To draw an analogy with metal mining, the unprocessed ore must be extracted from the ground, transported to factories that use mechanical and chemical processes to obtain the metal, and only then can it be used in jewelry or other products.
Likewise, data flows from the raw form to the level of business understanding.
Collection: Business-oriented big data is typically sourced from machine or IoT data (such as data streams, server logs, and RFID logs), transaction data (such as website activity, point-of-sale data from physical storage), and cloud data (such as stock exchange stock prices, social media channels). This data is often unstructured (lines of text or images) or semi-structured (log data with time stamp, IP address, and other information). In the general definition of big data, such data is large (from terabytes to petabytes), high growth rates (many terabytes of new data per day) and a high level of diversity (hundreds of different types of servers and applications, each of which creates information in its own formats).
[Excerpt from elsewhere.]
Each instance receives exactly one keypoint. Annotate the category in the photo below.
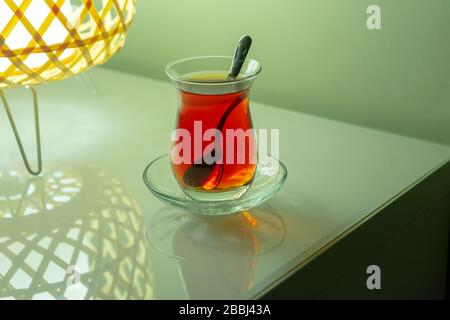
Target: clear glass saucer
(270, 177)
Clarification: Quite often, organizations also use the EDW data warehouse, which serves as a central repository for structured data that needs analysis. EDWs are not only designed for storage, but also have robust ETL (extract, transform, load) capabilities, so they play an additional role with Hadoop clusters. EDWs can pull data directly from a data source, SAN (storage area network) or NAS (network attached storage), or Hadoop clusters. Since the data in EDW is structured and not raw, it is easier to query and present a higher level of value than the original data.
Analysis: The typical business user needs the flexibility to retrieve data from multiple sources and should be shielded from the details of where the data comes from or how it is organized. Data modeling should be fast and easily cover different data sources. This environment (environment) not only reduces the burden on IT to meet business requirements, but also enables business users to include additional data in their analysis in a timely manner.
Business users are constantly striving to make it more efficient to access, filter, and analyze data – and gain insight – without using data analysis solutions, this requires specialized skills. They need better, simpler ways to navigate massive amounts of data to find what works for them and get their specific important questions answered so they can make faster decisions. In this case, you can try reverse ETL explained by Meltano team. In a nutshell, ETL is data pipeline that ensures that data is transformed into compatible formats before being loaded into data warehouses.
It is important to understand that:
• The most important data may not be present in the Big Data repository. Often, data from a BigData store acts as ancillary data. For example, a spreadsheet or small database containing customer satisfaction survey results can be the basis for an analytic query, and Big Data data allows a user to correlate a customer service, customer, or support history with a satisfaction score.
• The data required for analysis can be scattered across multiple repositories. The process of creating an enterprise data warehouse can not only involve copying data from an operational data source, but it can also involve modeling and transforming metadata. Since this can be time consuming or costly, some of the operational sources may remain separate. They do not require the cost and effort of loading into the data warehouse.
Two important aspects to consider when working with big data are determining the need (relevance) and context of the information.
Necessity: the right (Right) information for the right person at the right time. Аpproach has always been to understand what business users are demanding from their analysis, not to force a solution that might not be acceptable. Having access to the right data at the right time is more valuable to users than having access to all the data all the time. For example, branch managers of banks may want to understand (receive) sales, customer information, and market dynamics in their branches rather than the entire nationwide branch network. With this simple approach, there is a transition from one large amount of data to one of the necessary ones. Big data development company.